The 320-page strategy offers details of:

  • Major transport schemes including the Elizabeth line, Northern Line extension, Crossrail 2, Bakerloo line extension and the Rotherhithe and Canary Wharf crossing. These schemes will be delivered through partnerships between TfL, boroughs and landowners, which will “help create hundreds of thousands of new jobs and homes across London and the South East and support the principles of Good Growth”.
  •  Investment in the Healthy Streets Approach across all London boroughs. This will include the schemes at Oxford Street and Old Street as well as several walking and cycling schemes across inner and outer London.
  •  Crossrail 2, which will “relieve pressure on the transport network across the south of England, enabling 270,000 more people to travel into and across central London every morning at peak time, and will drive the development of 200,000 homes and 200,000 new jobs across the south east”.
  • Investing in the Tube network to run more trains more often and carry more passengers. This will see the completion of new signalling and more frequent services on the Metropolitan, District, Circle and Hammersmith & City lines. The modernisation of the Piccadilly, Central, Bakerloo and Waterloo & City lines will also begin by the mid-2020s and see new trains and more frequent services delivered to increase capacity and improve reliability, says the strategy.
  • Making the transport system zero-emission by 2050. This will be delivered through a phased approach, after the introduction of the Ultra Low Emission Zone, within the same area as the Congestion Charge zone, in April 2019. This will see zero emission areas in town centres from 2020 and in central London from 2025, larger zero emission zones in inner London by 2040 and London-wide by 2050, says the strategy. All taxis and PHVs will be zero emission capable by 2033 and buses will be zero emission by 2037.
  • Improving accessibility across London to enable all Londoners, including disabled and older people, to travel spontaneously and independently. This work will see more Tube and rail stations made fully accessible, while improvements to the DLR and London Tram, both of which are already 100%, will make it easier for people with a disability to “turn-up-and-go”, says the strategy. The strategy has set the target of increasing the percentage of step-free Tube stations from 25% to 40% by 2022.
  • Measures to reduce the number of lorries and vans in central London during the morning peak by 10% by 2026. This includes identifying key freight routes across the capital which could be completed by rail and water as well as seeing how ‘last mile' deliveries could be consolidated or retimed to help reduce congestion on a localised level.
  • Pressing ahead with the ‘Zero Vision’ approach so that no one is killed in or by a London bus by 2030, and all deaths and serious injuries from road collisions to be eliminated from London’s streets by 2041. Later this year, TfL is publishing its strategy for achieving the mayor’s ‘Vision Zero’ aim, with the focus on reducing road dangers caused by speeding, fast traffic and poor road design.

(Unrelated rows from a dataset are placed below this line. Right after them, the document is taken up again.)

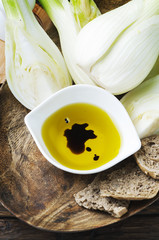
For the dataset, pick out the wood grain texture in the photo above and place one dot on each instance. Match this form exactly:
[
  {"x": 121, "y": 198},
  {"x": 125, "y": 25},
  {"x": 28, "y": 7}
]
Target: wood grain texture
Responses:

  • Working with government, local boroughs and developers across London to secure revenue to deliver vital transport infrastructure. TfL no longer receives an operating grant from government and in the coming years has to rely more on other income, says the strategy. TfL’s Business Plan aims to turn the deficit caused by the removal of this grant into a surplus over the next five years, with savings to operating costs already £242m ahead of this year’s target. “However, to protect transport investment in the long-term, the Government needs to allow greater use of Business Rate Retention, as well as approving additional powers, such as allowing Vehicle Excise Duty raised in London to be reinvested into the capitals roads, to create a fairer way of funding transport schemes.”